I stopped running, took a moment to find my breath, and continued to get my fleece blanket and medal.  I wasn't upset, but I did want to try to see Anne and get to my family.  I ran into the stands to them and my kids immediately ripped open the blanket and wrapped up in it.  I cheered Anne to a finish and then ran back into the field to give her a big sweaty and salty hug.  

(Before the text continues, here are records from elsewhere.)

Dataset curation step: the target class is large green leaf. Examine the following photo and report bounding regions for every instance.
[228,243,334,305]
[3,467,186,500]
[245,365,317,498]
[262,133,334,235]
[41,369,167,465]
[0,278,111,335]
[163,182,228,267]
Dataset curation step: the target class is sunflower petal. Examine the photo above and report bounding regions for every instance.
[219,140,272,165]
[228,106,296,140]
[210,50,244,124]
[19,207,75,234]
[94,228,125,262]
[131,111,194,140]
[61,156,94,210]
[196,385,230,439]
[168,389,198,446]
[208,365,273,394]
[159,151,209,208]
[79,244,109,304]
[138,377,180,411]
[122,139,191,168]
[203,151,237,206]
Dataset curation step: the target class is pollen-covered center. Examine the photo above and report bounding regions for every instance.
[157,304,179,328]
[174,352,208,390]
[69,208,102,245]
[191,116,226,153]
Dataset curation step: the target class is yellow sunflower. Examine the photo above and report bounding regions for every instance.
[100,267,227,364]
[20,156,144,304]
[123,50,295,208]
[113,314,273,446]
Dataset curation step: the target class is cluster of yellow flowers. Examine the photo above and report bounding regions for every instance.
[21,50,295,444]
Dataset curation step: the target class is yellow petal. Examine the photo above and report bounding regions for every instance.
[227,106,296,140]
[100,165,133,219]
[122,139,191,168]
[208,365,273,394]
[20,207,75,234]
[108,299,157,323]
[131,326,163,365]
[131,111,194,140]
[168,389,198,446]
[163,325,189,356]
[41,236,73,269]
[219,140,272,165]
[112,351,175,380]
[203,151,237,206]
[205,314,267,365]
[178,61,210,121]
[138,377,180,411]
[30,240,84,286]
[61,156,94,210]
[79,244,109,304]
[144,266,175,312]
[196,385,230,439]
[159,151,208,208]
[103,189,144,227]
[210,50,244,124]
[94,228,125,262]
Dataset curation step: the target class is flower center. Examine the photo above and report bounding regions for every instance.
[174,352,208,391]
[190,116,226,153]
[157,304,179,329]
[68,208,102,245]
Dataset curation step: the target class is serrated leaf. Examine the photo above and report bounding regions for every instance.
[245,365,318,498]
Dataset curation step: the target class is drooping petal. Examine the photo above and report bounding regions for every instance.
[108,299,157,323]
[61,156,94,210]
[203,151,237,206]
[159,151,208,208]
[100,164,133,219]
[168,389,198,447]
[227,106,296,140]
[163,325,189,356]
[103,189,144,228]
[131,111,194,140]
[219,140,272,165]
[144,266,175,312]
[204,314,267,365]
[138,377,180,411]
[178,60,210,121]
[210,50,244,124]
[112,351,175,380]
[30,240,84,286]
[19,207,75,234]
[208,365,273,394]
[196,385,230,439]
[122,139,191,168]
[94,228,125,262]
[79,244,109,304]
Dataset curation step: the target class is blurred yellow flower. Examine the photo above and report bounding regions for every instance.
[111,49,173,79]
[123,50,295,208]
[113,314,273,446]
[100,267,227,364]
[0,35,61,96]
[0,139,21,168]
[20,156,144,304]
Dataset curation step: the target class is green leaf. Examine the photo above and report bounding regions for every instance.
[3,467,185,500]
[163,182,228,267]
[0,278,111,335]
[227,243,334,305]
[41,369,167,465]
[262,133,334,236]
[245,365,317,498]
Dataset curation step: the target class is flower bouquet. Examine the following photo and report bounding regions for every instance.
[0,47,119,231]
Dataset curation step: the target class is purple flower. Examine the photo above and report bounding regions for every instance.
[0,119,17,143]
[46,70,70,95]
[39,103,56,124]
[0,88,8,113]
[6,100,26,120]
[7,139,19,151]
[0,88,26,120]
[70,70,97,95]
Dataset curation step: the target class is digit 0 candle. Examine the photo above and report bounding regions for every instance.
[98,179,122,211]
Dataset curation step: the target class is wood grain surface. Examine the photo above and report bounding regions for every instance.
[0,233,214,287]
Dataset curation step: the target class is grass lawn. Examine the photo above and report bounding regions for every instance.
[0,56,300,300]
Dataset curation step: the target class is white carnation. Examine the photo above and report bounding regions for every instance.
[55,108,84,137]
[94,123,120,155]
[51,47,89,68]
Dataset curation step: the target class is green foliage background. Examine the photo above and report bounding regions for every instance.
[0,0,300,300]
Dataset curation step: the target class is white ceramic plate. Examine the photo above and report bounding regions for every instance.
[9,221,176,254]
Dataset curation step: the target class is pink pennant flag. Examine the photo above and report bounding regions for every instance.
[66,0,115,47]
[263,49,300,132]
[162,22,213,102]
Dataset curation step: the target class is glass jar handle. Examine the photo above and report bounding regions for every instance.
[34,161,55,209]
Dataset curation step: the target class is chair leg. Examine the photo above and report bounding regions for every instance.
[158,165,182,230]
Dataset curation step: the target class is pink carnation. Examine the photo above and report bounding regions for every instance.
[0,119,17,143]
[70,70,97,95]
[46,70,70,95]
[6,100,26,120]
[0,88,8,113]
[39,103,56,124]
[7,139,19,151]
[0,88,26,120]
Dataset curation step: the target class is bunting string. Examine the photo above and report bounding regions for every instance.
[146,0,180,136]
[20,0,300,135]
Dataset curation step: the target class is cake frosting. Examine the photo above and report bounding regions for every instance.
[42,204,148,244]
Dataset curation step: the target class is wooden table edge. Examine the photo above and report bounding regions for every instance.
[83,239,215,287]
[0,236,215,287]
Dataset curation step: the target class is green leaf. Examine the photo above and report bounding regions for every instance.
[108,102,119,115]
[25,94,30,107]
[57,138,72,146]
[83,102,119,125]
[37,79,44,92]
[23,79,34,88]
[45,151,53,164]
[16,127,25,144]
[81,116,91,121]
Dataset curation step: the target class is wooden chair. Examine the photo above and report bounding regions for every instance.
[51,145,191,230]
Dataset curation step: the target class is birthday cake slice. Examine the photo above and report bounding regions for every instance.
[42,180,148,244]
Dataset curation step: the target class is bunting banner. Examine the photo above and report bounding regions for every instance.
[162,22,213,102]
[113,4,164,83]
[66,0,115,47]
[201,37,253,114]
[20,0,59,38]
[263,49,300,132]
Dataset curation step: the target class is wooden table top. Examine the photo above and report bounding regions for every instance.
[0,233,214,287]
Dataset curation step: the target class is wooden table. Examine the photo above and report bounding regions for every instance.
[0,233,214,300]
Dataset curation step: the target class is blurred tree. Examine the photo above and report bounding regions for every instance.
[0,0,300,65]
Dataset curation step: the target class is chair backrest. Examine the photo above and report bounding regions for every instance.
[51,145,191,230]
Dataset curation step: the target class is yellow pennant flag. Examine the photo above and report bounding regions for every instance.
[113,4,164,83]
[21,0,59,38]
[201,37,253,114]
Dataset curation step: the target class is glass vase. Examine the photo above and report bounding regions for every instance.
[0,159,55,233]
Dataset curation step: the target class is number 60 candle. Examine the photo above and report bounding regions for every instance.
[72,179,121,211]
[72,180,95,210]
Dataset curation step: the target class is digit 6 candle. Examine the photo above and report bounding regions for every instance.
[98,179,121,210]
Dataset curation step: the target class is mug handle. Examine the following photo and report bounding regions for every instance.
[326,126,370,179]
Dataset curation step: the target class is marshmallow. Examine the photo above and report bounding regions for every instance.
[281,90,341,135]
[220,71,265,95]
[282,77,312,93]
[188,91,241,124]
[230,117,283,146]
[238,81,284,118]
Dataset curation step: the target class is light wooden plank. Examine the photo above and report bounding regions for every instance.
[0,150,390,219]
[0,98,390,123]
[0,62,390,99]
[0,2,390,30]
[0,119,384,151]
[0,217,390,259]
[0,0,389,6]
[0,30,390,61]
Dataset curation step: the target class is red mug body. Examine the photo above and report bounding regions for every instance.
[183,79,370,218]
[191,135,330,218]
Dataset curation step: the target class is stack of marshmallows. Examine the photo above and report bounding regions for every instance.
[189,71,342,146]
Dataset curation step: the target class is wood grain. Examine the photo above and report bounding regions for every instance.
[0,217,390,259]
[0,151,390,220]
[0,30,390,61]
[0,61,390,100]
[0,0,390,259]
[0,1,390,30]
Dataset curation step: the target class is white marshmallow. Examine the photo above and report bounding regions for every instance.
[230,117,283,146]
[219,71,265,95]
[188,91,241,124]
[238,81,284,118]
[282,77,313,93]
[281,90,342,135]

We walked out of the field and to our cars to go back to the hotel to pick up our pre-race gear.  I grabbed one of the free beers on the way out but it didn't taste very good.  I didn't eat any of the huge variety of pre-race food available because my stomach wasn't having it.  I saw Rachel again at the hotel where she told us she got 2nd and also had a PR (she has great recaps on Insta!) and then it was to the shower for me.  My face was covered in salt.  I had some bad armpit chafing which thankfully I didn't notice until I went to take my clothes off.  I stopped by Anne's room to say goodbye and we were off to try to beat the SNOW that was headed our way on the drive home.  


I do wish I was going into the summer coming off of a PR race.  Throughout the last 18 weeks of training, I was hoping to be in the 2:50-2:55 range in this race.  I think an OTQ is really out of reach for me this year and that's ok...for the most part.  It was a bit of a crazy dream anyways.

I did get caught up in the thinking that putting more work in would translate immediately to faster and faster marathon times, even though I know it doesn't usually work like that.  The marathon is a fickle beast.  I had a lot of 3:30ish marathons before I got a 3:11 and then a 2:59 and now two 3:01s.  When I started this blog back in 2015, if you would have told me I would someday run a 3:01 marathon, I would have told you you were crazy.   And here I am four years later sorta kinda disappointed with a 3:01.  It feels a little snotty...and yet, honest, to admit that.

I am now going to take my standard two weeks off of running.  I am registered for the Chicago Marathon in October, which will be my 12th marathon.  And though I've been dedicated to Hanson's Marathon Method for the past 4 marathons, (and credit it for taking me from a 3:25:50 PR to a 2:59:50 PR), I am ready for a change.  Even saying that makes me excited to get training again!

DON'T WORRY!  I am not going to run!


Though I have to admit this is probably the BEST I have ever felt after running a marathon....


:) Thanks for reading and for the cheers.  There may be a lot wrong with social media and the Internet, but I have gotten a lot of love in the past few days and every single message felt like a big hug.

1 comment:

  1. I think you are definitely capable of an OTQ. You are just now starting to really add volume to your training and so you have a huge gains to make still. I also agree with you that progress isn't linear, it looks more like a staircase. Flattens out for a while before making a big leap. That can be super discouraging especially when you know you are more fit. But soon everything will fall into place you will get your sub 2:55.